Acute Detection and Early Prevention Trial

Terry Cunningham, San Diego County Health and Human Service Agency; Susan Little, UC San Diego
Basic-Applied Clinical

Critical insights about how to better design and implement HIV prevention interventions may come from better methods of identifying individuals with very recent HIV infection, since the risk of HIV transmission has been positively correlated with blood HIV RNA level and specifically primary infection. A recent study among discordant partners from Rakai, Uganda indicates that there is a 12-fold higher rate of HIV transmission from acutely and very recently HIV-infected individuals compared to individuals in the chronic, asymptomatic stage of infection [Wawer MJ, et al.

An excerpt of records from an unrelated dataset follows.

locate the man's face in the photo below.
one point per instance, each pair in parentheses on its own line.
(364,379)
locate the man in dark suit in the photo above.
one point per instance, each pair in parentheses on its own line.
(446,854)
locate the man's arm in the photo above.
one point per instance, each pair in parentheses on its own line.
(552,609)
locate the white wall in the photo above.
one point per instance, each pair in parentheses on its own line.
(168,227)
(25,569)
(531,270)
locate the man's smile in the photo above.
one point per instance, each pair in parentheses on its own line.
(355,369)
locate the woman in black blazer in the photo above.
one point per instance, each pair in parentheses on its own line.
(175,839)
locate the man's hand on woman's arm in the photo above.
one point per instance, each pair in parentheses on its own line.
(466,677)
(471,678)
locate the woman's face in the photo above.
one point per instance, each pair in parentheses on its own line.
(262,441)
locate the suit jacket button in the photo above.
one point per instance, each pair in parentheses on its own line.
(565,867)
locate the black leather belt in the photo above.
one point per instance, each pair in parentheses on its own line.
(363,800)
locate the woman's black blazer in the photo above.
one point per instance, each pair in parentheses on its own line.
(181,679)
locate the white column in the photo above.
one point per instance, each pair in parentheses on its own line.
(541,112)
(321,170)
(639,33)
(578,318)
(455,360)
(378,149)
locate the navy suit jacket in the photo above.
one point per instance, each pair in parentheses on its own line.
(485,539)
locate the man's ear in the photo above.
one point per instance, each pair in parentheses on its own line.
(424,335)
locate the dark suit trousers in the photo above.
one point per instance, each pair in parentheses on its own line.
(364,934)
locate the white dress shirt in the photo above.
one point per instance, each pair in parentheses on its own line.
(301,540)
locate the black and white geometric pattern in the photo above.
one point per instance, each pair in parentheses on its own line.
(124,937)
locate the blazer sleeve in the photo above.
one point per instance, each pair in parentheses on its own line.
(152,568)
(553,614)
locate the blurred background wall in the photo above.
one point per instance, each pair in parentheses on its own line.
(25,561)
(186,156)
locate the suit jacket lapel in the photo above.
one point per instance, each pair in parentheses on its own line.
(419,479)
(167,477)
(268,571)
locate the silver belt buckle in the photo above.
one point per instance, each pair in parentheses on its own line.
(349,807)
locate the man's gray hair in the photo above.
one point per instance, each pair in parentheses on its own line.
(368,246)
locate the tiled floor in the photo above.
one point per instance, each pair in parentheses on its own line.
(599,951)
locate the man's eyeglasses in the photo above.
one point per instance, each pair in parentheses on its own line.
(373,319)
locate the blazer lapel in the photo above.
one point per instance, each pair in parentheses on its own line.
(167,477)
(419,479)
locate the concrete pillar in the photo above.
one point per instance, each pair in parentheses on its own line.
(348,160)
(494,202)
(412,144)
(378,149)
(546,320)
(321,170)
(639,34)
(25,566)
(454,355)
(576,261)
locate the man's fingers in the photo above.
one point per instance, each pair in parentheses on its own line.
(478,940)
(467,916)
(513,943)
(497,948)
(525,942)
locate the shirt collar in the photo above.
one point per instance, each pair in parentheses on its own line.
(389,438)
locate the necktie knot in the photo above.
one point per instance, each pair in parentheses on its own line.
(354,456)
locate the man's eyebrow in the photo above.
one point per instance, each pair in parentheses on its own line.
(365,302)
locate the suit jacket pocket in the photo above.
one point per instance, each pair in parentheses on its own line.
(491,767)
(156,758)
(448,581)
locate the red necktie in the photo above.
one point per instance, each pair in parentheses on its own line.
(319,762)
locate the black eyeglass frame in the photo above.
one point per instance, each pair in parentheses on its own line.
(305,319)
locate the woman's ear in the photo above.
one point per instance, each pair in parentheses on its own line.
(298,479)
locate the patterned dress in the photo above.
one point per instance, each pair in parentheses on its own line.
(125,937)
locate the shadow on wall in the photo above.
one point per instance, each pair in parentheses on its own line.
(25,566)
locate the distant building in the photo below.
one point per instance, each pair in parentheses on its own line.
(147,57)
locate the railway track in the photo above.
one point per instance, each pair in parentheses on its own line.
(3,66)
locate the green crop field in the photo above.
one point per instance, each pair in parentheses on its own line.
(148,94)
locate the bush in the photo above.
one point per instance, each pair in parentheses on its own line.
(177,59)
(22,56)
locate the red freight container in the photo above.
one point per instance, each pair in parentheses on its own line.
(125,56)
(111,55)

JID, 2005].

The County of San Diego Public Health Services (PHS) and the University of California San Diego (UCSD) propose to evaluate the expansion of a pilot program of nucleic acid testing (NAT) to screen for acute HIV infection at five Rapid HIV testing and counseling sites in the County of San Diego. Currently, the County of San Diego PHS and UCSD are collaborating in the conduct of a NAT screening program for acute HIV infection named the "Early Test." The Early Test program uses Gen-Probe TMA FDA-approved technology to exponentially amplify captured HIV-1 and HCV RNA in blood samples. This assay allows for the simultaneous detection of all known HIV-1 and HCV subtypes with sensitivities designed to reduce the window period of false negative results from standard rapid HIV antibody testing (EIA). This pilot project has obtained Institutional Review Board approval and developed and implemented protocols and systems for: 1) training of HIV test counselors, 2) educating and consenting individuals presenting for NAT screening, 3) collecting demographic and risk behavior data from clients in a study database, 4) collecting, processing, shipping and tracking blood samples for NAT, 4) reporting negative NAT results to clients by novel automated voice mail and web systems, 5) reporting positive NAT results by contact tracing, 6) engaging NAT-positive clients into the County of San Diego funded programs for medical care, case management, and risk reduction services, and 7) Partner Counseling and Referral Services (PCRS) of partners of NAT-positive clients to interrupt subsequent HIV transmissions.

Terry Cunningham, as Chief of the HIV, STD, and Hepatitis Branch of PHS for the County of San Diego will serve as Principle Investigator, and Dr. Susan Little will serve as Co-Principle Investigator for UCSD. Expansion of this pilot project to multiple PHS HIV testing and counseling sites will allow us to evaluate the implementation, coordination, and costs of NAT systems in different locations, and the cost-effectiveness of NAT screening based on the prevalence of acute HIV infection in different testing populations. We will address the following specific aims: 1) expand the pilot NAT screening program for the identification of acute HIV infection to five County of San Diego HIV testing and counseling sites to perform 3,600 NAT screens over the course of the project; 2) perform an evaluation of the expansion of the NAT project in collaboration with Dr. Marcello Pagano at the Harvard School of Public Health; and 3) integrate the study evaluation with San Francisco-based collaborators (Dr. Klausner and Dr. Pilcher) to facilitate coordinated cross-cohort analyses of HIV incidence rates, transmission of HIV during primary infection, cost-effectiveness of NAT screening, and characterization of the demographics of acutely HIV infected clients.